Montesilvano, entra nel pub e spara con il fucile: ucciso un 21enne

Un ragazzo di 21 anni sposato e padre di una bambina è stato ucciso con un colpo di fucile al volto mentre si trovava in un pub di Montesilvano, in provincia di Pescara, per bere una birra. Erano da poco passate le 2.50, quando Antonio Bevilacqua era seduto ad un tavolino, con amici, al Ristobar "Birrami" in Via Verrotti, quando ha fatto il suo ingresso nel locale un uomo con il volto coperto da un passamontagna ed armato di fucile, che si è avvicinato ed ha sparato un colpo solo, puntando il viso di Bevilacqua che stando alle testimonianze raccolte, sarebbe morto sul colpo. Era nel mio locale da un'oretta quando è entrato l'assassino. Ho alzato la testa, Antonio era caduto a terra e mi sono trovato davanti una persona con un fucile. L'assassino ha agito a sangue freddo, con estrema calma. È stato tutto rapidissimo, subito dopo il killer è andato via con la stessa calma. Dalle informazioni filtrate c'è stata una lite prima dell'omicidio.

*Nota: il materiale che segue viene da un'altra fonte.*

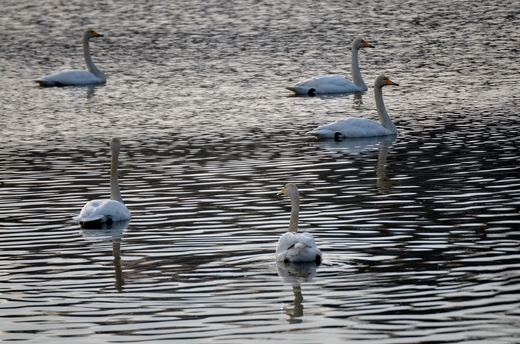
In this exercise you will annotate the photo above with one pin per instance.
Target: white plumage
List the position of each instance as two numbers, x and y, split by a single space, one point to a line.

Tutte le ipotesi sono al vaglio degli inquirenti. Da escludere che il delitto sia stato commesso escluso in relazione alla gestione di attività illecite o a conflitti tra bande rivali: la vittima viene descritta come un bravo ragazzo. Bevilacqua aveva piccoli precedenti ma oltre alla pista del regolamento di conti, si sta valutando anche una possibile vendetta considerando che poco prima del delitto il ragazzo aveva avuto un diverbio con altre persone proprio dentro il locale. Al momento dell'omicidio nel locale c'erano quattro o cinque persone, già ascoltate dai carabinieri. I militari dell'Arma hanno ascoltato numerosi testimoni e stanno visionando le immagini delle videocamere di sorveglianza presenti nell'area. L'autopsia potrà aiutare gli investigatori a ricostruire l'esatta dinamica.